Normalization & Schema Design Principles¶

Normalization is the practice of organizing tables so each fact lives in exactly one place. It prevents update anomalies and data drift.

The Problem: Duplicated Data¶

tasks
┌────┬─────────┬──────────────┬───────────────────┐
│ id │ title   │ owner_name   │ owner_email       │
├────┼─────────┼──────────────┼───────────────────┤
│ 1  │ Buy     │ Ada Lovelace │ ada@example.com   │
│ 2  │ Ship    │ Ada Lovelace │ ada@example.com   │
└────┴─────────┴──────────────┴───────────────────┘

If Ada changes her email, you must update every task row. Miss one and your data is inconsistent. This is an update anomaly.

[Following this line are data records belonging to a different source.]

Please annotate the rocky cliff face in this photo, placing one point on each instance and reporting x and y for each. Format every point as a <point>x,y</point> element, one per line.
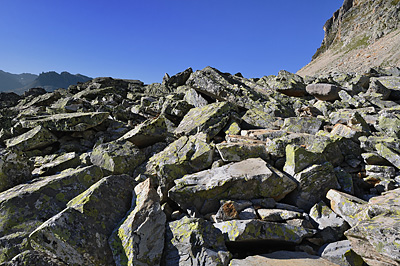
<point>207,168</point>
<point>360,35</point>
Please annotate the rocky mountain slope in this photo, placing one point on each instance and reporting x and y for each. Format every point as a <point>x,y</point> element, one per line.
<point>206,168</point>
<point>10,82</point>
<point>19,83</point>
<point>360,35</point>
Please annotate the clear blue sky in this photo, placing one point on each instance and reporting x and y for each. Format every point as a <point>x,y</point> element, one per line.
<point>145,39</point>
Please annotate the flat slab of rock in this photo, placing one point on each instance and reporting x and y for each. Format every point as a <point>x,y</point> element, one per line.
<point>144,226</point>
<point>79,234</point>
<point>67,122</point>
<point>194,241</point>
<point>309,125</point>
<point>340,252</point>
<point>323,91</point>
<point>248,179</point>
<point>35,138</point>
<point>209,119</point>
<point>314,183</point>
<point>278,215</point>
<point>350,208</point>
<point>236,152</point>
<point>148,132</point>
<point>287,258</point>
<point>15,168</point>
<point>257,230</point>
<point>60,163</point>
<point>186,155</point>
<point>117,157</point>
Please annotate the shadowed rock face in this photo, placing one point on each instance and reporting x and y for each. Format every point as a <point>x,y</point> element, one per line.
<point>360,35</point>
<point>207,168</point>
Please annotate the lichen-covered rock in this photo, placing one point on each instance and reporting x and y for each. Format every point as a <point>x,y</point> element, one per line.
<point>350,208</point>
<point>36,138</point>
<point>259,118</point>
<point>345,180</point>
<point>236,152</point>
<point>194,242</point>
<point>194,98</point>
<point>371,158</point>
<point>148,132</point>
<point>323,91</point>
<point>15,168</point>
<point>347,132</point>
<point>139,240</point>
<point>388,153</point>
<point>248,179</point>
<point>314,183</point>
<point>79,234</point>
<point>60,163</point>
<point>298,158</point>
<point>231,210</point>
<point>309,125</point>
<point>257,230</point>
<point>67,122</point>
<point>184,156</point>
<point>389,123</point>
<point>178,79</point>
<point>288,84</point>
<point>329,223</point>
<point>380,172</point>
<point>25,207</point>
<point>340,252</point>
<point>118,157</point>
<point>350,118</point>
<point>226,87</point>
<point>377,240</point>
<point>288,258</point>
<point>209,119</point>
<point>278,215</point>
<point>33,257</point>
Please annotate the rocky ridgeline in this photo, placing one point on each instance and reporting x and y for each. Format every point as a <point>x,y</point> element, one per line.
<point>207,168</point>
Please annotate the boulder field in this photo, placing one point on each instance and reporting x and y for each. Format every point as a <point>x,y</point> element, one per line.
<point>205,168</point>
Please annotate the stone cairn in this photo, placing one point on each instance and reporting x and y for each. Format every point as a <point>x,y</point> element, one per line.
<point>205,168</point>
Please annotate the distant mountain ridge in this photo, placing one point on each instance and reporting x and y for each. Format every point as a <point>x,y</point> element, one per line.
<point>11,82</point>
<point>49,81</point>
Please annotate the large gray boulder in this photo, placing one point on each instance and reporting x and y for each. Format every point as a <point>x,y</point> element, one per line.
<point>331,225</point>
<point>36,138</point>
<point>248,179</point>
<point>15,168</point>
<point>257,230</point>
<point>288,258</point>
<point>194,242</point>
<point>340,252</point>
<point>313,184</point>
<point>323,91</point>
<point>67,122</point>
<point>139,240</point>
<point>149,132</point>
<point>209,119</point>
<point>350,208</point>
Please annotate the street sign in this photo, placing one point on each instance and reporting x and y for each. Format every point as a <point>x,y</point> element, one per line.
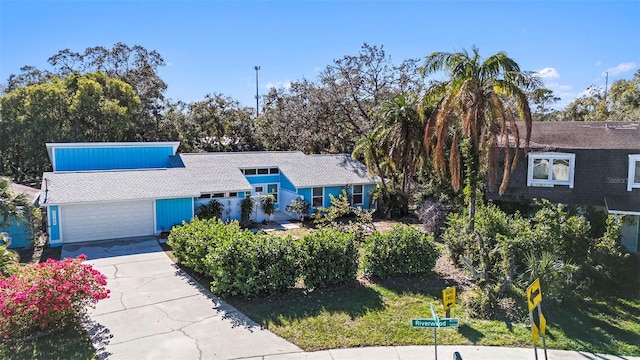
<point>538,324</point>
<point>449,297</point>
<point>534,294</point>
<point>434,314</point>
<point>431,323</point>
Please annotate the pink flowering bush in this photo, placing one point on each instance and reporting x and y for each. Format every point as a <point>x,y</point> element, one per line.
<point>48,294</point>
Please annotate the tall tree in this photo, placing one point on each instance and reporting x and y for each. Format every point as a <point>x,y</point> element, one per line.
<point>471,109</point>
<point>400,131</point>
<point>89,107</point>
<point>330,114</point>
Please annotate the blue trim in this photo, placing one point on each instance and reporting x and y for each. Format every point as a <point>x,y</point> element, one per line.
<point>285,183</point>
<point>171,212</point>
<point>111,158</point>
<point>54,223</point>
<point>306,194</point>
<point>333,190</point>
<point>19,233</point>
<point>366,196</point>
<point>263,179</point>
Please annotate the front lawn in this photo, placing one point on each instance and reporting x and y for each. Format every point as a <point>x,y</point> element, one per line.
<point>64,344</point>
<point>366,314</point>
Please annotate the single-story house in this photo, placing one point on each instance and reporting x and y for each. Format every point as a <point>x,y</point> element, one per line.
<point>115,190</point>
<point>583,163</point>
<point>17,229</point>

The Fix: Separate the Concerns¶

users                        tasks
┌────┬──────────────┬──────┐ ┌────┬───────┬──────────┐
│ id │ name         │ email│ │ id │ title │ owner_id │
└────┴──────────────┴──────┘ └────┴───────┴──────────┘

Now Ada's email lives in one row. Tasks just reference her by owner_id.

The First Three Normal Forms (plain English)¶

1.1NF — each cell holds a single value (no comma-separated lists in a column).
2.2NF — every non-key column depends on the whole primary key.
3.3NF — non-key columns depend on nothing but the key.

A practical rule of thumb: "Each fact, once, in the right place."

When to Denormalize¶

Normalization optimizes for correctness and writes. Sometimes you trade it for read speed:

A cached task_count on users to avoid COUNT(*) on every page load.
A duplicated author_name snapshot so deleting a user doesn't blank old posts.

Denormalize deliberately, knowing you now own the job of keeping copies in sync. Start normalized; denormalize only when a real performance need appears.